By Environmental Educator Kirsten Dallimore
Originally published in Island Parent April 2018 (pg.68-69)
There is a special generation of people that might just hold a magical key in helping to get kids connected with nature. The people I’m thinking about are grandparents.
Yes, that’s right—a grandparent has a unique opportunity to be that amazing person in a child’s life that enables them to get out into the natural world. Recognizing the role that our older generation plays in mentoring deep nature connection within our communities is something I think we need to place greater value on.
For some families, it is the time that children spend with their grandparents that provides them the space to explore in a less structured free play environment. Free play in nature is where deep nature connection is rooted. Free play allows for greater opportunities to explore and experience on our own the things that interest us in nature. A child can form a significant connection to a place during free nature play.
When children visit the home of a grandparent, they often find themselves without their usual weekly activities and with fewer distractions from the types of technology devices they access at home. Some kids may say they are bored, but little do they know what is waiting for them in the garden or down a nearby trail.

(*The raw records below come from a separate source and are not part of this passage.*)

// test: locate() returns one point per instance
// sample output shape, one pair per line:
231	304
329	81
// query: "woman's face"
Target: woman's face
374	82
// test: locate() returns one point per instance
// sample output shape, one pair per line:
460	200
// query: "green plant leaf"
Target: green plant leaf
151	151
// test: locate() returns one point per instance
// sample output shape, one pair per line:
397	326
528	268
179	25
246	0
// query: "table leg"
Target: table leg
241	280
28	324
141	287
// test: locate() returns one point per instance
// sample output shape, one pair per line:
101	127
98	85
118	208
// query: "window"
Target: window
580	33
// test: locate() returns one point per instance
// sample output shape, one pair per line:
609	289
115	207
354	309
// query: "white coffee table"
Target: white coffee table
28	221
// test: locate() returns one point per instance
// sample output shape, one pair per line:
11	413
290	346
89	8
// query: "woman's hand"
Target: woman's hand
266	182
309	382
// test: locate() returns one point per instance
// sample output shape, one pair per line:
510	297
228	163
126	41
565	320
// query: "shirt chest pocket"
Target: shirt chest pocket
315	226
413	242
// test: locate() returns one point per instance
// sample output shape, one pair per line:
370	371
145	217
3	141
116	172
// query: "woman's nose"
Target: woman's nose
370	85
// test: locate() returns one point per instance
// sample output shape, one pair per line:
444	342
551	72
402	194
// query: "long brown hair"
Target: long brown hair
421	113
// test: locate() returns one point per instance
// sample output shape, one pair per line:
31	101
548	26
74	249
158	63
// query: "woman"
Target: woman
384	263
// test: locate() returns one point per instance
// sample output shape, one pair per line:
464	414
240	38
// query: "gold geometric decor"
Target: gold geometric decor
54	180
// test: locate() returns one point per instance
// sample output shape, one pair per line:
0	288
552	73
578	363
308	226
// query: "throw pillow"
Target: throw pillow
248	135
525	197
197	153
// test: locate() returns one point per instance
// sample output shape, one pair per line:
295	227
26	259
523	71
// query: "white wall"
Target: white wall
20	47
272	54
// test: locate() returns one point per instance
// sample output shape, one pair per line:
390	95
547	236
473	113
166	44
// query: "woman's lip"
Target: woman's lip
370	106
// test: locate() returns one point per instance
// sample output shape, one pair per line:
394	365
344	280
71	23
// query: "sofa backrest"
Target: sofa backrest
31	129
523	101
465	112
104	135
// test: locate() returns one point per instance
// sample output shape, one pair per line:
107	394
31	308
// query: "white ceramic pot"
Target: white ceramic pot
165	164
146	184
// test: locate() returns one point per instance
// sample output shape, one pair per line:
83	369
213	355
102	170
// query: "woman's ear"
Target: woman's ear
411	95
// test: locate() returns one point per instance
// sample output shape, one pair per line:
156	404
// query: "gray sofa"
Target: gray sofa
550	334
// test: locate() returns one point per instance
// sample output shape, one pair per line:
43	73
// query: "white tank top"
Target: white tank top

There is a world of adventure outside waiting to be explored and that sometimes requires inter-generational support to find. Wisdom, patience and time to play in nature is what children need for full nature connection, and grandparents can often play that role.
Grandparents, why not start by creating a special place in the garden for your grandchildren to start exploring? A new nature nook could be anything from a small garden to some new bird feeders in the backyard that will invite some feathered creatures in for bird watching opportunities. Planting a garden or digging a hole for a new tree in the yard provides a chance for kids to become active and immersed in a project that is natural and in a familiar place.
Taking the grandkids to a local park or the beach for exploration and play is always fun and exciting. If you are looking for an organized event, I recommend attending a CRD Regional Parks event for an educational guided outing. Taking your grandkids outside might just be the key to unlocking a new passion.
Growing up, I had a wonderful opportunity to connect to a special nature spot with my Nana. I don’t think she ever considered herself be much of a nature person, but she undoubtedly was. Although my Nana was not by any means a seasoned camper, she loved going for walks along the river where she lived. I always loved going for walks and swimming in wild places, and so did my dog. Our deep nature connection grew in that place we shared along the banks of the Credit River in Glen Williams, Ontario. Many hot summer days were spent splashing around in the river and climbing over rocks.
A few years ago when I returned home after a long journey away, we went to our nature spot along the river together one more time. My Nana sat on a bench by the bank and watched as my golden retriever and I ran into the cold rushing water. I always loved sitting on the rocks in the middle of the river and letting the rapids come up and swirl all around me, imagining they might just carry me away.
The role of elders in a community is to take on the role of storyteller and guide for the younger generation. Nature often sparks stories of our own time spent out in the wild that can be shared with the younger generation.
One of the best places to share your own nature stories is when you are out together embracing and creating a new nature adventure story. I encourage you to share with your children and grandchildren your own stories about spending time in nature when you were younger. This is a wonderful way to bond and develop a common interest while inspiring kids to create their own adventures.
It doesn’t have to be complicated or take place far away. Just be ready to go out and discover something new and exciting together with your grandkids.
So, what are you waiting for? This spring could be the perfect time for grandparents to invite their grandchildren out for an adventure into the wild.